Missed TensorFlow Dev Summit? Check out the video playlist. Watch recordings

tfp.experimental.substrates.jax.mcmc.ReplicaExchangeMC

View source on GitHub

Runs one step of the Replica Exchange Monte Carlo.

Inherits From: TransitionKernel

tfp.experimental.substrates.jax.mcmc.ReplicaExchangeMC(
    target_log_prob_fn, inverse_temperatures, make_kernel_fn,
    swap_proposal_fn=default_swap_proposal_fn(1.0), seed=None, validate_args=False,
    name=None
)

Replica Exchange Monte Carlo is a Markov chain Monte Carlo (MCMC) algorithm that is also known as Parallel Tempering. This algorithm takes multiple samples (from tempered distributions) in parallel, then swaps these samples according to the Metropolis-Hastings criterion. See also the review paper [1].

The K replicas are parameterized in terms of inverse_temperature's, (beta[0], beta[1], ..., beta[K-1]). If the target distribution has probability density p(x), the kth replica has density p(x)**beta_k.

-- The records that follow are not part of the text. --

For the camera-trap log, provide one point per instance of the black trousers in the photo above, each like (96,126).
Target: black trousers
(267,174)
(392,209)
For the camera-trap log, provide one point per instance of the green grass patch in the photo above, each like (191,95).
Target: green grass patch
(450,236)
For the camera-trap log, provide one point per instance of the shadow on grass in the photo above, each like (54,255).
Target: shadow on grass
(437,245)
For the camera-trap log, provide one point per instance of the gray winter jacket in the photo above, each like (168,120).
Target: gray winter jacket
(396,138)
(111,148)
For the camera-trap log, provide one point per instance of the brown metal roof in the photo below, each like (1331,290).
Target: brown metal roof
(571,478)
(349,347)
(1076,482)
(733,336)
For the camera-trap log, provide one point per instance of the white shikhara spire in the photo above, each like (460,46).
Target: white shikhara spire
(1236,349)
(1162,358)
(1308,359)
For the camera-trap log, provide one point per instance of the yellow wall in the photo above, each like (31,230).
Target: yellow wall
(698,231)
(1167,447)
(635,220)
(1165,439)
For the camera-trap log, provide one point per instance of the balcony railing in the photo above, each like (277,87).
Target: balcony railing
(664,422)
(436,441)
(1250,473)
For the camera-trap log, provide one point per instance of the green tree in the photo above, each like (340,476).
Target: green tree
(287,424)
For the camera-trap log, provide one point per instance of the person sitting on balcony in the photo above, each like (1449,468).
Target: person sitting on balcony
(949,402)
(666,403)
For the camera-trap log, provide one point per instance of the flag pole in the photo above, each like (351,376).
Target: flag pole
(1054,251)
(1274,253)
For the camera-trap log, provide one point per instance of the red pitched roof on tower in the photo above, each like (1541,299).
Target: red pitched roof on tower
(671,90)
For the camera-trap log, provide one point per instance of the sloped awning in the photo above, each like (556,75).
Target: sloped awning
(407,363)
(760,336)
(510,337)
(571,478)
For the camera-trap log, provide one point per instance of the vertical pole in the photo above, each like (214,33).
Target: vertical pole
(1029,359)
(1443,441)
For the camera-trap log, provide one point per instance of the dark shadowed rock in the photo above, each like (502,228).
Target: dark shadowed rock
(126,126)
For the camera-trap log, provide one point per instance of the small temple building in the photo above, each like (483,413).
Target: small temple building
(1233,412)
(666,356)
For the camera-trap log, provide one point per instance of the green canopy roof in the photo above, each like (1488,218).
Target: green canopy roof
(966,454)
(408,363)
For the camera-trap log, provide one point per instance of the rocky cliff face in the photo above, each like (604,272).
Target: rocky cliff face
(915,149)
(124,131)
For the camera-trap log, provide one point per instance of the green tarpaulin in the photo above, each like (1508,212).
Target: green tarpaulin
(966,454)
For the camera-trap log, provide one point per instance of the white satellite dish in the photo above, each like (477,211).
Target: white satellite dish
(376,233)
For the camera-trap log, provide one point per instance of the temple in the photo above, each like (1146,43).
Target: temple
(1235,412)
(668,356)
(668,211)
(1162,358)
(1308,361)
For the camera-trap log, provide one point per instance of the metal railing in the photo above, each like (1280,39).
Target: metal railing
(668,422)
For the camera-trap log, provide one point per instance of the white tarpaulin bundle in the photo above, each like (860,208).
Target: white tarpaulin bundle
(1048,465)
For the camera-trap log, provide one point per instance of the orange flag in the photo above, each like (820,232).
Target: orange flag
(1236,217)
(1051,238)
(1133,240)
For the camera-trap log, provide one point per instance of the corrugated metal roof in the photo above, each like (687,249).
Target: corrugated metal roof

Typically beta[0] = 1.0, and 1.0 > beta[1] > beta[2] > ... > 0.0. Trying geometrically decaying beta is good starting point.

  • beta[0] == 1 ==> First replicas samples from the target density, p.
  • beta[k] < 1, for k = 1, ..., K-1 ==> Other replicas sample from "flattened" versions of p (peak is less high, valley less low). These distributions are somewhat closer to a uniform on the support of p.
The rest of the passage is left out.